Senate debates

Tuesday, 5 September 2017

Adjournment

Cape York

8:04 pm

Photo of Malcolm RobertsMalcolm Roberts (Queensland, Pauline Hanson's One Nation Party) Share this | | Hansard source

As a servant to the people of Queensland and Australia, and all communities in Cape York, it is my duty to listen to and meet as many people as possible across our home state. One of the privileges of representing the people of Queensland is travelling across our state, whether it be Cape York in the north, the south-west, or all regions in between. Last week I was privileged to visit Cape York and listen to many people across nine days and across all communities, with the exception of Aurukun, which was closed for sorry business, due to two fatalities. Although I've been to the cape many times—in fact, four times over the last 35 years—I have so much more to learn. The cape is a beautiful, pristine, varied wilderness, untamed, wild and unpredictable, yet loved and cherished by all its people. It's home to a variety of everyday Aussies who have to battle the rigours of distance, Mother Nature, remote location, lack of services and small population to together make a shared future.

Mateship and care for each other are key to survival on the cape. Looking out for each other is an ethos. People work together on the cape with respect. The terms 'blackfellas' and 'whitefellas' are used with respect and signify not skin colour but culture and background, respectfully and often affectionately. Yet more than one person said to me that to fail in the cape is catastrophic. It can be so isolated and remote that, when in strife, failure can mean death. It doesn't help, then, that various institutions, such as the federal government bureaucrats from Canberra, state government bureaucrats from places like West End, and the loathed and despised Greens locking up their country, stick their noses into cape business and make the perilous life in Cape York even harder. They jeopardise peoples' livelihoods and futures.

Paternalism is one danger Indigenous Australians complained about constantly across the cape. Being told by taxpayer funded agencies and Aboriginal elites from outside the cape—the new powers that be—how to run their lives in the communities is severely disheartening. It stops choice, and stopping choice destroys responsibility. Canberra or Brisbane cannot create a single policy that would assist any Australian small-business person to start an enterprise and provide employment. All over the cape, people are crying out for autonomy. Sure, the churches and state governments that removed people from communities and their families a hundred years ago were well meaning, yet they did damage. Churches damaged, governments damaged, and then government welfare, 50 or 60 years ago, did damage. As many Aboriginals now freely say, governments damaged.

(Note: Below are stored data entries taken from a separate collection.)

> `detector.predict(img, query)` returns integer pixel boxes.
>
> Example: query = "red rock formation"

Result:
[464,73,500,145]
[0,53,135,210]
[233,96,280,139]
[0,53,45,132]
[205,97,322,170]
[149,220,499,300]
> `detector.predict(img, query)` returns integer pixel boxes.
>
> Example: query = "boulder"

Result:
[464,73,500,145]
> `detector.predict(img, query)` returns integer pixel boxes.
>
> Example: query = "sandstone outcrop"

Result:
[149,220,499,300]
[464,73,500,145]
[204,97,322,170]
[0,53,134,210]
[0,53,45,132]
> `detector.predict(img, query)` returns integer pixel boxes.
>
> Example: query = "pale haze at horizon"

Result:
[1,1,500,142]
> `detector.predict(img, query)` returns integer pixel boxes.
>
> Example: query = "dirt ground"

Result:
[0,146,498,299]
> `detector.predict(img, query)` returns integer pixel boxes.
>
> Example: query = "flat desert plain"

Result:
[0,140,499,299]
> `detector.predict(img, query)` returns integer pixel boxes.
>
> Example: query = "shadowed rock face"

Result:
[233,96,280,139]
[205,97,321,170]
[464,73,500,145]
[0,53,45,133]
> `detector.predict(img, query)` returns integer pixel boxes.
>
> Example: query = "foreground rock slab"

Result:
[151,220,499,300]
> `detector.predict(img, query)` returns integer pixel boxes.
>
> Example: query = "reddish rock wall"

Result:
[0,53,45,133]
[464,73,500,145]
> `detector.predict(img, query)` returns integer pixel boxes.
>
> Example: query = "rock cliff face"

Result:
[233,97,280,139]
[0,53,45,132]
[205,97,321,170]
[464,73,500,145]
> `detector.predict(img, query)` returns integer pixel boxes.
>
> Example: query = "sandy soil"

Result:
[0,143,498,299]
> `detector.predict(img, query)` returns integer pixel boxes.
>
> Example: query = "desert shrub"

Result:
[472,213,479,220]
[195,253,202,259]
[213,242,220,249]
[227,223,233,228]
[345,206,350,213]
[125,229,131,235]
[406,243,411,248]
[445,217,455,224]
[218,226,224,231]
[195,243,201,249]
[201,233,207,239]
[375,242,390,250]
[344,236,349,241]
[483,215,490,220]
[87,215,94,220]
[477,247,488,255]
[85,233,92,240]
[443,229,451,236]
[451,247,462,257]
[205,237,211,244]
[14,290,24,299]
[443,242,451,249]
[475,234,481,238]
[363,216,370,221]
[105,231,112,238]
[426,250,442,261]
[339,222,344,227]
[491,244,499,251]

Now we have Aboriginals in cape communities telling us that a new group of Aboriginal elites outside the cape control taxpayer funded agencies that choke Aboriginal communities. Aboriginal elites damage. Locals tell us that a few Aboriginal elites in the Far North have hijacked Indigenous issues and are on a fat money grab. People repeatedly told us these modern elites siphon money from those that need it. They're seizing control of the cape, locking it up, and seizing control of peoples' lives, choking peoples' spirit and futures. For example, one Aboriginal council CEO told us about $50 million that was promised for Indigenous housing in his community, but after the middlemen, the consultants and the heads of government agencies took their slice, only $26 million was spent on housing—half!

Far North Queensland is an expensive place to do business, and economic opportunities—pastoral, agricultural, mining, cultural or tourism—will not survive there unless we set the cape and its people free. Getting government out of the lives of individuals and businesspeople on the cape is crucial to the cape's success. People are hungry to seize opportunities for economic development, social development and community development. Local communities want to restore culture and connection. People want a fair go. My firm commitment to the people of the cape is this: One Nation will be your champion. With people like Jen Sackley, the One Nation candidate for Cook, our party will fight for the cape and work our hardest to give everyone in our wild north a fair share. All the people on the cape want is to be heard and get a fair go.